Sunday, December 9, 2012

What's the future of SQL Server Analysis Services

There are now two main technologies to choose from when creating cubes in Microsoft's SQL Server 2012, the traditional multidimensional and the new tabular technology.  You really have to choose between these technologies as there is no easy way to switch between them and each one has its own server process.

I have written previously on how to choose between these (see ).  However, it is becoming more apparent to  me that Tabular is strategic and multidimensional is becoming legacy.  Not to say that Microsoft has whispered a single squeak on not supporting multidimensional in the future, but there are a few clues for us to see that Microsoft is not putting effort into this technology.    The multidimensional cubes have not changed much since SQL Server 2005.  This is through 3 SQL Server releases (2008, R2 and 2012).  Another big clue that has come to my attention is the survey where the SSAS team are asking for us to rate enhancements for the next version of SQL Server.  See http://www.instant.ly/s/Wqdj4mEAIAA.   This survey only mentions Tabular by name.  There are no questions that pertain to multidimensional.  My conclusion from this survey (and other hints) is that Microsoft are not planning on enhancing multidimensional.

What does this mean?  Does it mean that new enterprise developments should be in Tabular?   I feel that we should definitely consider Tabular for all new developments.  If it supports the business requirements, as well as multidimensional, then use it.  Multidimensional has a wider feature set, so it will not be uncommon that you will decide to stay with multidimensional.  Two features come to forefront

  1. Tabular will only work if there is sufficient memory for the entire cube in memory.  Else you won't be able to open the database.  
  2. Several features in multidimensional are not supported in Tabular.  For example many to many dimensions.
It will be very interesting to see if the missing features in Tabular are worked on the the next version of SQL Server.
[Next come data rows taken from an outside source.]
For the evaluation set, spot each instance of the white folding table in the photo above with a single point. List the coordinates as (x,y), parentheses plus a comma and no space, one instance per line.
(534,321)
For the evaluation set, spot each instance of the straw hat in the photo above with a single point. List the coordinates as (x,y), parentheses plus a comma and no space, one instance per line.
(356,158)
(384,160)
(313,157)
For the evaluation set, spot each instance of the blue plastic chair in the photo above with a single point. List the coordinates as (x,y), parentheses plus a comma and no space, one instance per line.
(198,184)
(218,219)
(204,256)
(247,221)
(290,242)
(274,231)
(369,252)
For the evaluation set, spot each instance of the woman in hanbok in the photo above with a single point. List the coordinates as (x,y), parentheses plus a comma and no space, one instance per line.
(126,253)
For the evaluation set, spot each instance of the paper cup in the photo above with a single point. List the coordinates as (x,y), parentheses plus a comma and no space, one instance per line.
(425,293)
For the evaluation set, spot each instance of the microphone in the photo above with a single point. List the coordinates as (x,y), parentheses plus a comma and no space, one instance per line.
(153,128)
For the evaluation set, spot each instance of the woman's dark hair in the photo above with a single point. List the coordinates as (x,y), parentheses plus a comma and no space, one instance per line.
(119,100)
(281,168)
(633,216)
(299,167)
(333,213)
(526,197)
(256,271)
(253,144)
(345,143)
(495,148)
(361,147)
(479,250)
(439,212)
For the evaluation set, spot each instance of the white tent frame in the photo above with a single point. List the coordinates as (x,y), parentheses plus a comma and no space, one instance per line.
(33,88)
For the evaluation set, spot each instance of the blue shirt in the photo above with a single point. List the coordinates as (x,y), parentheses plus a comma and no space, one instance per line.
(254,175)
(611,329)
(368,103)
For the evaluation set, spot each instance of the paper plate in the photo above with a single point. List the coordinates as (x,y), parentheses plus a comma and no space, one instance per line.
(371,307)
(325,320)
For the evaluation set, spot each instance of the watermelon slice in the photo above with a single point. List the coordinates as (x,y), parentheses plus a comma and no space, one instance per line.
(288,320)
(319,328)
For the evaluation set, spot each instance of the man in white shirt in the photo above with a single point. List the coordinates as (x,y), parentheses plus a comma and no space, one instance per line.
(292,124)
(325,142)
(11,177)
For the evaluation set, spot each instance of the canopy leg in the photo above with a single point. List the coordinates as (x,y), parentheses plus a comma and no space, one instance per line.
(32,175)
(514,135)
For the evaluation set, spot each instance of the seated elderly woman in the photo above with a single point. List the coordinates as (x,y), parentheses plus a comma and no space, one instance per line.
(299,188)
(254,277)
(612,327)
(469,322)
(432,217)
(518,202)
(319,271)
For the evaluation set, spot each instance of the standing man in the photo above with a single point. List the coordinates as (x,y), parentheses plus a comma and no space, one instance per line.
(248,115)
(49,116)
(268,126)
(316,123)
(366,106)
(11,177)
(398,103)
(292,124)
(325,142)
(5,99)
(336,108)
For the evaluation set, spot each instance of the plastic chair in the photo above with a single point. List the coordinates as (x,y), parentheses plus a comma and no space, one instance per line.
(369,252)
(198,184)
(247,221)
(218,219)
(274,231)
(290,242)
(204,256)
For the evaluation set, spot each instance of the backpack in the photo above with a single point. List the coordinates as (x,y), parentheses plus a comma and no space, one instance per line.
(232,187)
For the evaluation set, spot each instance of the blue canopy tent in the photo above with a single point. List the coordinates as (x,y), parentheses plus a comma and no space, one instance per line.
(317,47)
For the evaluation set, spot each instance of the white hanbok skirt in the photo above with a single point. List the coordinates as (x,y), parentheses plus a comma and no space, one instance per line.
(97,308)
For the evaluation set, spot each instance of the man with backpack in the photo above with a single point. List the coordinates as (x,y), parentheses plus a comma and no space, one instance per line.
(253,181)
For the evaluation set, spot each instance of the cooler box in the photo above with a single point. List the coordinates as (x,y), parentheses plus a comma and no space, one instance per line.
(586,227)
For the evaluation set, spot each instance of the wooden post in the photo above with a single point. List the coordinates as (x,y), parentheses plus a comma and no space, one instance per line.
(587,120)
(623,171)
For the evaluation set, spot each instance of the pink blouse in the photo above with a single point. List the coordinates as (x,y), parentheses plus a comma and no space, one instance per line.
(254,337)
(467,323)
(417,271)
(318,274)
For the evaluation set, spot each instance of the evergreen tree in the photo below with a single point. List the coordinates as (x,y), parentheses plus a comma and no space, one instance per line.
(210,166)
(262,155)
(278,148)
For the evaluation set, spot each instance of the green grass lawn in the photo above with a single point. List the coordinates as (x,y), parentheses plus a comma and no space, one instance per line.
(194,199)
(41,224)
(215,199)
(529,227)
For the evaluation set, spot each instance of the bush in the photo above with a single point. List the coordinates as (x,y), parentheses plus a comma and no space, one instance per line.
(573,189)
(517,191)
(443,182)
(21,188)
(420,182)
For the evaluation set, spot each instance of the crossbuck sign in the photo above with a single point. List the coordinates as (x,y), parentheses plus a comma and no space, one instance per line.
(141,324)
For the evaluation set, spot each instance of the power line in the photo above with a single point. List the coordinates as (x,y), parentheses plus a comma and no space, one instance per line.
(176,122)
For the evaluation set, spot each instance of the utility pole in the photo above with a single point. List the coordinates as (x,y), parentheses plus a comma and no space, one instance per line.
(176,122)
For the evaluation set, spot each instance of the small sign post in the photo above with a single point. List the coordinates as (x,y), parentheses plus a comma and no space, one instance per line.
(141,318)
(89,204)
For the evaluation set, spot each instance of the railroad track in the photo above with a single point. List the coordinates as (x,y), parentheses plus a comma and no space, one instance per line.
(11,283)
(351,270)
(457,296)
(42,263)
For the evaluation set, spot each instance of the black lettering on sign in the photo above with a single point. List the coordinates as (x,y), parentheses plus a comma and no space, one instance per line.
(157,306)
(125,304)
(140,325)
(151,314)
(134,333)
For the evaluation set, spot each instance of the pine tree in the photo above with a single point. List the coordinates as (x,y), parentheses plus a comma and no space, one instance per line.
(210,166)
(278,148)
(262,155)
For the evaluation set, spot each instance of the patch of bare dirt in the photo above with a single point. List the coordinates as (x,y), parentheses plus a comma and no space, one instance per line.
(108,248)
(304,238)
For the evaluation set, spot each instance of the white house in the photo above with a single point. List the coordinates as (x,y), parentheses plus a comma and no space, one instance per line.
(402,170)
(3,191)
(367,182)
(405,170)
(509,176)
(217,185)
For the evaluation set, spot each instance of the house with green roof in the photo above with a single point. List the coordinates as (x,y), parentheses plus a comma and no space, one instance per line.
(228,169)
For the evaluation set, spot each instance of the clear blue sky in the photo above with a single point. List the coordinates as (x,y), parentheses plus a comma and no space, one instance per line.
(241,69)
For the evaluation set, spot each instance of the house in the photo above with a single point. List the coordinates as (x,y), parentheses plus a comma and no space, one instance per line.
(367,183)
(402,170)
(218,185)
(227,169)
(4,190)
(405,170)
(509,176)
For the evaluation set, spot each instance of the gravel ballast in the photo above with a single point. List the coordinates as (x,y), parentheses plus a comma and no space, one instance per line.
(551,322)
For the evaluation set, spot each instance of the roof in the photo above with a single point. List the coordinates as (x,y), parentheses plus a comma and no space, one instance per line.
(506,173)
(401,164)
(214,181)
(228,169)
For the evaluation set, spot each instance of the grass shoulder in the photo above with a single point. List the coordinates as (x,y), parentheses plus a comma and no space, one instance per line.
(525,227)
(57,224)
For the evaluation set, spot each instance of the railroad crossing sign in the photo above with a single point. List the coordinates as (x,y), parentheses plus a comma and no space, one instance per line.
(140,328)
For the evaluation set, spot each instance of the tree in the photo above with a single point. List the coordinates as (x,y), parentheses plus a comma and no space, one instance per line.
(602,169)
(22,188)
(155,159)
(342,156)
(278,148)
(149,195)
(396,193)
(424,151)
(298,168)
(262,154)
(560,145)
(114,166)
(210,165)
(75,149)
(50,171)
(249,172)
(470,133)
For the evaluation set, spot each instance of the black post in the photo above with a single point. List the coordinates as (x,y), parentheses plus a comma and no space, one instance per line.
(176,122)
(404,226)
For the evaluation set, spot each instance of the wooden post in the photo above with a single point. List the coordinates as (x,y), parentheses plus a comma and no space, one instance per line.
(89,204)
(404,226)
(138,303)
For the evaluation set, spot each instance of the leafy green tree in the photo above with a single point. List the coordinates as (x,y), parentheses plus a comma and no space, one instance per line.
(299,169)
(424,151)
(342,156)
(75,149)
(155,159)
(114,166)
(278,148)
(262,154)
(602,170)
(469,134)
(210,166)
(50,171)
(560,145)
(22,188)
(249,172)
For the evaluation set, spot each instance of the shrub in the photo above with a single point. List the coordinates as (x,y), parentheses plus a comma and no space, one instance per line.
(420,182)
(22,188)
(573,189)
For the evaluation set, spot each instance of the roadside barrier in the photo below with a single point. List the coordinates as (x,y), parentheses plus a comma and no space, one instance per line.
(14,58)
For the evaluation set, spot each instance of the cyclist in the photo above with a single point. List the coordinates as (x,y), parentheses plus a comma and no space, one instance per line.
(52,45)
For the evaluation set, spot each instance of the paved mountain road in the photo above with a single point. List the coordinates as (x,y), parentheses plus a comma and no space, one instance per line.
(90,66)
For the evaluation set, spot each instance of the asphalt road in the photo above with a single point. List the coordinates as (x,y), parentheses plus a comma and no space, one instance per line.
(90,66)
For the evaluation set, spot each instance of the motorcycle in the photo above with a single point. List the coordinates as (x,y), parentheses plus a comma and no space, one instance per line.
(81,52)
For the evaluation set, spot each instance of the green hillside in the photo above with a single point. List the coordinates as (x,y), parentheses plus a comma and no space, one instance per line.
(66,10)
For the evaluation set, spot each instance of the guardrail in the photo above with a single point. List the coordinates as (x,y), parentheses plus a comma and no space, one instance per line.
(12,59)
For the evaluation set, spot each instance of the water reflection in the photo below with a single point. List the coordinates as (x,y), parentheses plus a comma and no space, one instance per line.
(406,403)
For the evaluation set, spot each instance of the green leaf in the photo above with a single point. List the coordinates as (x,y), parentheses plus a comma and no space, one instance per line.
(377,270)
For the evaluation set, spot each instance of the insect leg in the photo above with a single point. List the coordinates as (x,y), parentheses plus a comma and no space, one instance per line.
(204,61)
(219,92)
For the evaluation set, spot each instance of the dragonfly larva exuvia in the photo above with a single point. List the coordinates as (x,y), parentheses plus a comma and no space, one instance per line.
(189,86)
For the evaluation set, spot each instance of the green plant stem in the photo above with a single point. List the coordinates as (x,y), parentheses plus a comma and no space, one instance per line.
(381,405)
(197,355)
By the way, I would love to be wrong in this assessment, and will be happy to blog a retraction when proved wrong.  There is a massive base of multidimensional cubes supporting enterprise applications today.


2 comments:

MattK said...

Others believe that MOLAP is being replaced too: http://www.dbms2.com/2012/11/05/do-you-need-an-analytic-rdbms/

Raunak said...

Another much desired feature will to add mining models into the Tabular.